Director: Wes Anderson
Cast: Bill Murray, Benicio Del Toro, Adrien Brody, Tilda Swinton, Léa Seydoux, Frances McDormand, Stephen Park.
Production: United States

Imagine roaring through the world’s finest art galleries at breakneck speed while hanging off the back of a motorbike. Everything a fuzzy, unfocused haze.
Such is the sumptuous attention devoted to every microscopic detail in The French Dispatch that there is the inclination to pause and contemplate every scene, like viewing a priceless collection of portraits by a revered movement inspiring painter.
Wes Anderson painstakingly constructed around 131 different sets – production designer Adam Stockhausen should also be given a well-deserved mention – to transform a blizzard of ideas into lavish backdrops which form the basis of three different stories in one.
Plot is often unimportant in Anderson’s films as he follows a familiar code, his own kind of Danish Dogme. A maelstrom of pointless verbal jousts and inconsequential denouements, outrageous characters and situations depicted in pointedly alternative formats including segments in black and white, using split screen and in cartoon form.
The fictional French town of Ennui-sur-Blasé provides the canvas, featuring a trio of stories of varying levels of ridiculousness from the final issue of The French Dispatch of the Liberty Kansas Evening Sun magazine.
Editor Arthur Howitzer, Jr. (Bill Murray) dies and the imaginary publication set in the 1960s, produces a last edition which serves as an obituary in his memory.


A brief opening account of the sleazy and sordid aspects of the town, which depict it as a crime ridden derivation of hell, serves as an introduction. The first story, a spectacularly comical and entertaining report of a psychotic painter, his inspirational guard and a delusionally enthusiastic art dealer that promotes and sells his work for exorbitant prices provides the majority of the splendidly colourful highlights.
The second two yarns linger on and fail to bring the words to life with the same vivid sparkle as the brief starter and magnificent first course. A political tale involving two young student activists in a vapid romance and a longish ramble about the kidnapping of the police chief’s son and a wondrously artisanal officer turned chef fail to consistently enrapture despite an improbably stellar cast.
Both simultaneously predictable and unpredictable, it is also laugh out loud funny (especially in the first act) and features plenty of hilarious oddities, not least the ‘no crying’ sign in the office of the rather stern editor. Benicio Del Toro and Léa Seydoux provide the best performances as the deranged painter and stony-faced guard who also serves as his unlikely muse, although Murray is predictably excellent in flashbacks as the erratic editor and Stephen Park stands out as the chef with a Midas touch.

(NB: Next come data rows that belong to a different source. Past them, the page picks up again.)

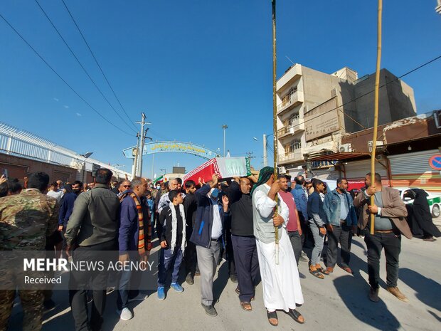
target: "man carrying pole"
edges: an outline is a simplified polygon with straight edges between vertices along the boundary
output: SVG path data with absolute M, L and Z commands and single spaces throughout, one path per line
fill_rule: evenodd
M 280 183 L 279 180 L 274 180 L 273 172 L 270 167 L 262 168 L 259 180 L 251 191 L 263 303 L 267 308 L 268 322 L 272 325 L 278 325 L 277 310 L 285 310 L 295 321 L 302 324 L 304 319 L 296 310 L 296 305 L 303 304 L 302 286 L 286 228 L 289 211 L 278 196 Z M 277 208 L 278 214 L 275 214 L 275 208 Z M 278 261 L 276 261 L 275 228 L 279 233 Z
M 383 0 L 378 0 L 377 28 L 377 65 L 375 79 L 375 97 L 373 113 L 373 134 L 371 172 L 365 178 L 366 189 L 356 197 L 354 205 L 363 206 L 362 216 L 358 220 L 358 227 L 364 229 L 369 224 L 370 231 L 364 241 L 368 249 L 368 273 L 369 275 L 369 299 L 378 302 L 380 279 L 380 256 L 383 248 L 386 258 L 387 288 L 390 292 L 402 301 L 408 300 L 397 287 L 398 279 L 398 257 L 401 249 L 401 233 L 412 238 L 409 226 L 404 219 L 408 212 L 396 189 L 383 187 L 381 177 L 375 172 L 375 162 L 378 124 L 378 91 L 380 68 L 381 63 L 381 14 Z M 368 201 L 369 201 L 368 206 Z
M 278 196 L 277 135 L 276 100 L 276 16 L 275 0 L 272 7 L 272 110 L 274 132 L 274 167 L 260 170 L 257 183 L 251 191 L 254 236 L 263 285 L 263 301 L 268 322 L 279 324 L 276 310 L 283 310 L 299 323 L 303 316 L 296 310 L 303 304 L 299 270 L 286 230 L 289 209 Z

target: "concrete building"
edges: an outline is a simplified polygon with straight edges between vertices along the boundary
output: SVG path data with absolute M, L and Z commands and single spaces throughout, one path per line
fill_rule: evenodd
M 349 189 L 364 186 L 364 177 L 371 171 L 373 131 L 344 135 L 341 150 L 309 157 L 307 162 L 314 165 L 306 175 L 324 180 L 344 177 Z M 376 172 L 384 185 L 441 194 L 441 167 L 436 161 L 441 157 L 441 110 L 380 125 L 377 137 Z
M 297 173 L 305 156 L 336 152 L 343 134 L 371 127 L 374 83 L 375 74 L 358 78 L 347 67 L 332 74 L 289 68 L 277 83 L 279 166 Z M 380 85 L 380 125 L 416 115 L 412 88 L 386 69 Z

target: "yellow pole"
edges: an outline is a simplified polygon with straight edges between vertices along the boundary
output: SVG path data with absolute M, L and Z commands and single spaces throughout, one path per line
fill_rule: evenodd
M 378 16 L 377 23 L 377 68 L 375 73 L 375 97 L 373 110 L 373 135 L 372 137 L 372 154 L 371 156 L 371 184 L 375 183 L 375 154 L 377 143 L 377 127 L 378 126 L 378 90 L 380 88 L 380 69 L 381 67 L 381 14 L 383 13 L 383 0 L 378 0 Z M 373 194 L 371 196 L 371 205 L 374 204 Z M 375 228 L 375 214 L 371 214 L 371 234 Z
M 277 104 L 276 99 L 276 33 L 275 33 L 275 0 L 271 0 L 272 5 L 272 132 L 273 132 L 273 149 L 274 149 L 274 179 L 277 179 Z M 275 200 L 277 203 L 277 194 Z M 277 205 L 276 204 L 275 215 L 277 214 Z M 275 263 L 279 264 L 279 228 L 274 227 L 275 233 Z

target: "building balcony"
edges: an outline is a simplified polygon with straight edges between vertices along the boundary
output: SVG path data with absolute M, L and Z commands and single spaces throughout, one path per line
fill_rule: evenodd
M 280 164 L 303 161 L 302 149 L 294 149 L 294 152 L 279 154 L 277 159 Z
M 292 93 L 287 100 L 282 101 L 277 105 L 277 115 L 282 113 L 283 112 L 301 105 L 304 102 L 303 92 L 296 91 Z
M 297 63 L 285 71 L 283 75 L 277 80 L 277 91 L 285 88 L 286 86 L 300 79 L 301 77 L 302 65 Z
M 304 131 L 304 124 L 303 120 L 300 122 L 300 119 L 297 118 L 292 121 L 291 125 L 286 125 L 279 129 L 277 130 L 277 138 L 280 139 L 289 135 L 294 135 L 301 131 Z

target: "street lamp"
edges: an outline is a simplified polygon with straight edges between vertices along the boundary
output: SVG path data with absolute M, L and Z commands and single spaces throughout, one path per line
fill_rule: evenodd
M 84 157 L 84 160 L 90 157 L 90 155 L 93 154 L 93 152 L 87 152 L 87 153 L 80 154 L 80 156 Z
M 223 130 L 223 157 L 225 157 L 225 132 L 228 128 L 228 125 L 227 125 L 226 124 L 222 125 L 222 129 Z
M 82 162 L 83 165 L 83 182 L 84 183 L 87 180 L 86 177 L 86 159 L 90 157 L 90 155 L 93 154 L 93 152 L 87 152 L 87 153 L 80 154 L 80 156 L 84 157 L 84 161 Z M 85 178 L 86 177 L 86 178 Z

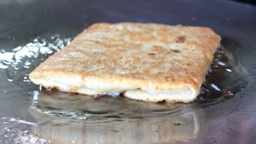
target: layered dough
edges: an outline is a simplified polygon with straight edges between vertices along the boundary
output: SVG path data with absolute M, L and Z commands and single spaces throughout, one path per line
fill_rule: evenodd
M 188 103 L 200 93 L 220 41 L 206 27 L 96 23 L 29 76 L 65 92 L 124 92 L 142 101 Z

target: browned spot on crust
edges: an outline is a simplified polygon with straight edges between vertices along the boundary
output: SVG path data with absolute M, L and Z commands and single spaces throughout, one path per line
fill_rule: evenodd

Anderson was inspired by his love of The New Yorker magazine, but his film does not tell us anything about journalism, the mechanics of writing a story or the monotony of collecting information from various sources before chiselling it down into a readable form.
Instead it’s an enthralling wander in a delightful palate of radiant whimsy, which develops like an ultra-fast polaroid picture in reverse, each print viewed for a split second before disappearing.
It can be frustrating and discombobulating as the innumerable details flash by like reckless boy racers but that is surely part of the joy.

As Hollywood spews out never-ending waterfalls of vacuous, mind-numbing comic book drivel it’s a miracle Anderson is still allowed his own personal stream to devise such works of rich creativity.
Perhaps the price we have to pay is an endless flow of insipid recycled Avengers, Batman and Spiderman movies.They could make a million Marvel and DC whizz, bang, boom boreathons and none would possess the artistry, nuance, and gleeful preposterousness of The French Dispatch.